Xylitol Toxicity

How many of you have a pack of sugar-free gum in your purse/pocket?  Do you pop sugar-free mints? Do you eat sweetened cereals?  Chew nicotine gum?  Did you know that all of these products contain an ingredient that is potentially deadly to your dog? (The effect on cats is unknown).

This ingredient is xylitol – a sugar alcohol used commonly as a sweetener.  You can also find xylitol in many oral-care products and certain baked goods. (NOTE: When brushing your pet’s teeth, use toothpaste labeled for animal-use only.)

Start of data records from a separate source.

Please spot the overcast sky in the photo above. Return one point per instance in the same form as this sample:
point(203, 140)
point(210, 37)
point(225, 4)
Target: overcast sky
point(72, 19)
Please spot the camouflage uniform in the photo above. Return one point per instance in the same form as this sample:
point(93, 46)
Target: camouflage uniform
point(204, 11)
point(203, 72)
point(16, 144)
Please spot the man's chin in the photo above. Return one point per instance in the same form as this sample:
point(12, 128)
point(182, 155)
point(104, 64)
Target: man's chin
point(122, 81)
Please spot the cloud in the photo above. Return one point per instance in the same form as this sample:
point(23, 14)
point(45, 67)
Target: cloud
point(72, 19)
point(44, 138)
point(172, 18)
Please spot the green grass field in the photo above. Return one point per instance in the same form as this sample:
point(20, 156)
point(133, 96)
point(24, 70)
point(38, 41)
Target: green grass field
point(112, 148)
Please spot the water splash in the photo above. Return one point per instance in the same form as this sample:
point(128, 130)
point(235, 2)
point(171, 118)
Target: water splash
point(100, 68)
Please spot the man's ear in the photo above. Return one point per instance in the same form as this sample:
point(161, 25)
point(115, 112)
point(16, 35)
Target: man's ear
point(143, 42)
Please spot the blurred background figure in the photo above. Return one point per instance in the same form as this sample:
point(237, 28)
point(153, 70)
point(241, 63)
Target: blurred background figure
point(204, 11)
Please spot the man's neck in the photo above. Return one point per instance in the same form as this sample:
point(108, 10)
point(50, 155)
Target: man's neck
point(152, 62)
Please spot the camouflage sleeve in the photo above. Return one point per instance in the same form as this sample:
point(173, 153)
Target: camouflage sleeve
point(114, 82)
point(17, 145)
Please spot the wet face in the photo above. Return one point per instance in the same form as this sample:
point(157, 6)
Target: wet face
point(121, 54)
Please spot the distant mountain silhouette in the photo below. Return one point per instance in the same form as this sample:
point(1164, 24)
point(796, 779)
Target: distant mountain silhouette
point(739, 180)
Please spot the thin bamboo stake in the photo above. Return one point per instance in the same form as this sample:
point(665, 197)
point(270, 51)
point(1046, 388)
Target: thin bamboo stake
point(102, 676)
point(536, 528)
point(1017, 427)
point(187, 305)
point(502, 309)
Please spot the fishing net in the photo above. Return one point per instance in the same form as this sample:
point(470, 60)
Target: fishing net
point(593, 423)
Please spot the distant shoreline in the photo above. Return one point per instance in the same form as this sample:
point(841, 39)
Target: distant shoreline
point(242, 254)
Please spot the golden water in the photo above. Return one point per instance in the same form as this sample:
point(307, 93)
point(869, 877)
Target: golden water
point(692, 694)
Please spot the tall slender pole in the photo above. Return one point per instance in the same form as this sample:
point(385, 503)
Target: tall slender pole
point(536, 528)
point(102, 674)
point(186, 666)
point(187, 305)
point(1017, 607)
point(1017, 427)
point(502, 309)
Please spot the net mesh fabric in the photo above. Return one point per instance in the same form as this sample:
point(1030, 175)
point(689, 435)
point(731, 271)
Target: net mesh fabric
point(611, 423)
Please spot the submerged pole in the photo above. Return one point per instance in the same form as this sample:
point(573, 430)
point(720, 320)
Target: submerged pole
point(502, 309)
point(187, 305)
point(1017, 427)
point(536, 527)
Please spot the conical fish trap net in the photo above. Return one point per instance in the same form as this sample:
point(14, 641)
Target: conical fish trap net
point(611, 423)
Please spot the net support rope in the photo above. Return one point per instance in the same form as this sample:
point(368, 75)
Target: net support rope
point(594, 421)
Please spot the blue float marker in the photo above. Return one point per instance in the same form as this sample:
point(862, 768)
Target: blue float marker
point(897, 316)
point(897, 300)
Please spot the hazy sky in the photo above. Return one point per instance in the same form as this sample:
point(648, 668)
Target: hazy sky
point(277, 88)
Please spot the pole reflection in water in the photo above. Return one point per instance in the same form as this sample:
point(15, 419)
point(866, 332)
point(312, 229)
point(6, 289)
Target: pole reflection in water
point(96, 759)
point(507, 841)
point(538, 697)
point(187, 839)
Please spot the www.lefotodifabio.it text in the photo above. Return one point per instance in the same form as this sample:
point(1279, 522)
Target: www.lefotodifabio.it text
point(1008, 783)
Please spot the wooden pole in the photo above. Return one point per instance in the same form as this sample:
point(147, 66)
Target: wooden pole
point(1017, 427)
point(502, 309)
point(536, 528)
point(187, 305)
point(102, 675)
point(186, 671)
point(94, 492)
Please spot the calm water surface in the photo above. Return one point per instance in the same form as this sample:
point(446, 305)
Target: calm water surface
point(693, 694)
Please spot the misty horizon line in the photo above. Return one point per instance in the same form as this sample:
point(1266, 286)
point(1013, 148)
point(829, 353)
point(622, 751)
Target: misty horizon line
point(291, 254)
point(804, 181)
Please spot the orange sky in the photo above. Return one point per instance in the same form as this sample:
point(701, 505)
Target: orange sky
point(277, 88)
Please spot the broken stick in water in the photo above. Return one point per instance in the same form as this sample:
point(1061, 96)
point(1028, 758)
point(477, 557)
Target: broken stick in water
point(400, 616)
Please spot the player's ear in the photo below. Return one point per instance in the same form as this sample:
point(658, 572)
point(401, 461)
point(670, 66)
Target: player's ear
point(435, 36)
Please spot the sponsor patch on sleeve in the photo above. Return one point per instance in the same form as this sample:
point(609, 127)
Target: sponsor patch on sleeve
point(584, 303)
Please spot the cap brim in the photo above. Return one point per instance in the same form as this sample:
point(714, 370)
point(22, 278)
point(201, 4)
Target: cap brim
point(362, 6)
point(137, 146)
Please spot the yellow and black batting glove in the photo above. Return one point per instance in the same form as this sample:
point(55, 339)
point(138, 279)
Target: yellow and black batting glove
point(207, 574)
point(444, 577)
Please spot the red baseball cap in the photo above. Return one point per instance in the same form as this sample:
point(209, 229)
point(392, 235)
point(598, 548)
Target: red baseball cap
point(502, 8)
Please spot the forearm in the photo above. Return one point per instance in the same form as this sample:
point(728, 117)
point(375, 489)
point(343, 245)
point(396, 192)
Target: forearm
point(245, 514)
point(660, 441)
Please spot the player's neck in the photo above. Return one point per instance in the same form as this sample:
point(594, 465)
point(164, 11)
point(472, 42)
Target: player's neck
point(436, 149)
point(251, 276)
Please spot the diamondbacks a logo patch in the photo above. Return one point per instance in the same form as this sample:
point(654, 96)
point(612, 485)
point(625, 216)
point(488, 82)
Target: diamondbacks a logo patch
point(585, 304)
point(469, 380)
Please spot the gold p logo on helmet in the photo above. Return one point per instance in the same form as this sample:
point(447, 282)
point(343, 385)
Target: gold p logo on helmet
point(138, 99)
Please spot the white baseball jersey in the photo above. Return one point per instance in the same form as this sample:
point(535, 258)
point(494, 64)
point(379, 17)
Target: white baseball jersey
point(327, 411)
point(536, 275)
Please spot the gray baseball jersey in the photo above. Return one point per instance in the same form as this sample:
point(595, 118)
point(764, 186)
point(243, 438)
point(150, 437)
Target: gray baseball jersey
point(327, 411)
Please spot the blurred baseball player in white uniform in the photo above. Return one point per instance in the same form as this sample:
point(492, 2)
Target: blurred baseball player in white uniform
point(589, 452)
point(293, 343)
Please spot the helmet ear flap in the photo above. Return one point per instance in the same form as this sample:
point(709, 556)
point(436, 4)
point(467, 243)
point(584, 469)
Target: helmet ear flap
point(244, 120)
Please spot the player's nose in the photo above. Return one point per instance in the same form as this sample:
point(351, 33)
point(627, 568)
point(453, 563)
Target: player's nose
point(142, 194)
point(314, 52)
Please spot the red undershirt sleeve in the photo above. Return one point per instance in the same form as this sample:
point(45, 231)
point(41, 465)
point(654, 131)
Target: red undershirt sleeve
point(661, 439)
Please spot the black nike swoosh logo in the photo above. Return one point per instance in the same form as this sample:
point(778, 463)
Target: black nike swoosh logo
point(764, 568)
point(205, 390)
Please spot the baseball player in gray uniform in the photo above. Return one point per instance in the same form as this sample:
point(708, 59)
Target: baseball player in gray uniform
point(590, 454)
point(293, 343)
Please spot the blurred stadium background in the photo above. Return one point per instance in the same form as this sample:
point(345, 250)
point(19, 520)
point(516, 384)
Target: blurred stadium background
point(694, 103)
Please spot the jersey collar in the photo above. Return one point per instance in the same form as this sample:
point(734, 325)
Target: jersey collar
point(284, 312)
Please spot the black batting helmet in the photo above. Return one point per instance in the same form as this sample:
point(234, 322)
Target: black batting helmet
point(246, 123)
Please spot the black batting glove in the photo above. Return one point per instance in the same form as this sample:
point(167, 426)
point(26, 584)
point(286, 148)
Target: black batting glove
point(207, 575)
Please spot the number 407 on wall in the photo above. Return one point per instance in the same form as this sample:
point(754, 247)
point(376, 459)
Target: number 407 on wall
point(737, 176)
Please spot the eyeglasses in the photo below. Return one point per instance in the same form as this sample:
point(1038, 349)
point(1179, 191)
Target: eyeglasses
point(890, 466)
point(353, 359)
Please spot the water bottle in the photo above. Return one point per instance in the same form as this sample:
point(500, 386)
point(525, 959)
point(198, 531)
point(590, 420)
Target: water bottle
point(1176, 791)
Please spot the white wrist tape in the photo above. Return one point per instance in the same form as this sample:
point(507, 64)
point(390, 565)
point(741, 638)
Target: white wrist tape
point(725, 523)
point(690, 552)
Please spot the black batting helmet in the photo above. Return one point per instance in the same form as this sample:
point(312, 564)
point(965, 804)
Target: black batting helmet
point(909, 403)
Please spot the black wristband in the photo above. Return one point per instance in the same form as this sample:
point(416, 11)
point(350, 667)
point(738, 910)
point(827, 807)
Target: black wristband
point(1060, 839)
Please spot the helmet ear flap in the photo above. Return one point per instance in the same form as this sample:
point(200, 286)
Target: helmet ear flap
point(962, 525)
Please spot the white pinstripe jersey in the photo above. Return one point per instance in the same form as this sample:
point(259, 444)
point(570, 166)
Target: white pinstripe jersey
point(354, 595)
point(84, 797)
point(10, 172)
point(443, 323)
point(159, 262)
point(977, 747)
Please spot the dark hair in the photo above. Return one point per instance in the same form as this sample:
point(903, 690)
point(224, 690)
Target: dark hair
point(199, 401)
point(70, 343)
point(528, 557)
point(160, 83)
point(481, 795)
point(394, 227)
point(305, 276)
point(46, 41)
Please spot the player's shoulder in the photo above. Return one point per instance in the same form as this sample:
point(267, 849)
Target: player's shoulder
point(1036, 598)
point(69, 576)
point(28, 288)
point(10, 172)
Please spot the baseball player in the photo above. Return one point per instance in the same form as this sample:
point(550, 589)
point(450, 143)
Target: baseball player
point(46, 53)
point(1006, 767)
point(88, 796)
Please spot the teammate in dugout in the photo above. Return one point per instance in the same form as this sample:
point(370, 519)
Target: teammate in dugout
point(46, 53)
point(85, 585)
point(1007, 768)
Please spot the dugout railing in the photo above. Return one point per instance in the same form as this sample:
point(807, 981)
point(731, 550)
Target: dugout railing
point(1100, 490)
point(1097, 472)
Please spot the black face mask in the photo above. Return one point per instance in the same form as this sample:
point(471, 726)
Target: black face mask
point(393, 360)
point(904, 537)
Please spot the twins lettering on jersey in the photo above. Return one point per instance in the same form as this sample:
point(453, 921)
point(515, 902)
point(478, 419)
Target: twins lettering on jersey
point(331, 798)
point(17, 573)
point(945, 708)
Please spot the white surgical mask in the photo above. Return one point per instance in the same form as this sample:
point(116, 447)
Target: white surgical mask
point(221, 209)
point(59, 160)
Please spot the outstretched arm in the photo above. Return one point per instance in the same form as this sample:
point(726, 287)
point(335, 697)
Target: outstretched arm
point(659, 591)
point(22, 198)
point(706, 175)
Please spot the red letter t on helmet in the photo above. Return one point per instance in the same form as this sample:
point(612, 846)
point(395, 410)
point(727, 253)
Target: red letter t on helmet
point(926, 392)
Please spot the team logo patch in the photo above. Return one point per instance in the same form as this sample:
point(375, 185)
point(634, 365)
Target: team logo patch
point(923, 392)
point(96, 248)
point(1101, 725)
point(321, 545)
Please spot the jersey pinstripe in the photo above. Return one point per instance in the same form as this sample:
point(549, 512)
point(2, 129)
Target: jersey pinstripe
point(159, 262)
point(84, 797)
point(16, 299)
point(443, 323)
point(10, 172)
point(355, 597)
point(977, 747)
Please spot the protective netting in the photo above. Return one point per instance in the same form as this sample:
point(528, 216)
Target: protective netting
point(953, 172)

Xylitol is a popular ingredient in human products because it has many beneficial properties:

  • has 40% fewer calories and 75% fewer carbohydrates but is as sweet as sugar
  • won’t break down when cooked or baked so can be used as a substitute for recipes calling for sugar
  • it causes little insulin release and therefore is a good energy source for diabetics
  • inhibits bacterial growth which may help prevent respiratory infections and inner ear infections in children
  • anticariogenic – it prevents oral bacteria from producing acid that can result in dental cavities

In dogs however, it can have two very severe effects that can be life-threatening:

1)      It can cause a sudden profound hypoglycemia (critical drop in blood sugar).

2)      It can cause acute hepatic necrosis (liver failure). Studies have not been able to show exactly how it causes liver failure.

The ASPCA Animal Poison Control Center has seen an increase in reported xylitol poisonings as the popularity of xylitol use grows.

Absorption in dogs occurs rapidly (within 30 minutes) however clinical signs may be delayed.  Clinical signs of hypoglycemia include: vomiting, lethargy, ataxia, collapse, and seizures.  This can occur within 30-60 minutes or delayed up to 12 hours.  Clinical signs of liver failure are non-specific and can be delayed up to 72 hours – this can include lethargy and vomiting.

Treatment revolves around controlling the vomiting and fluid support to prevent dehydration, and addressing the low blood sugar and low potassium levels.

Prognosis is guarded to poor but may be improved if your dog is treated early enough.

** If you suspect that your dog has eaten any xylitol-containing food, it is critical that you contact us immediately.  This is no time to play a guessing game.

Other artificial sweeteners (saccharin, aspartame, sucralose) are safe. Although sorbitol and mannitol are also safe, over-ingestion may cause diarrhea.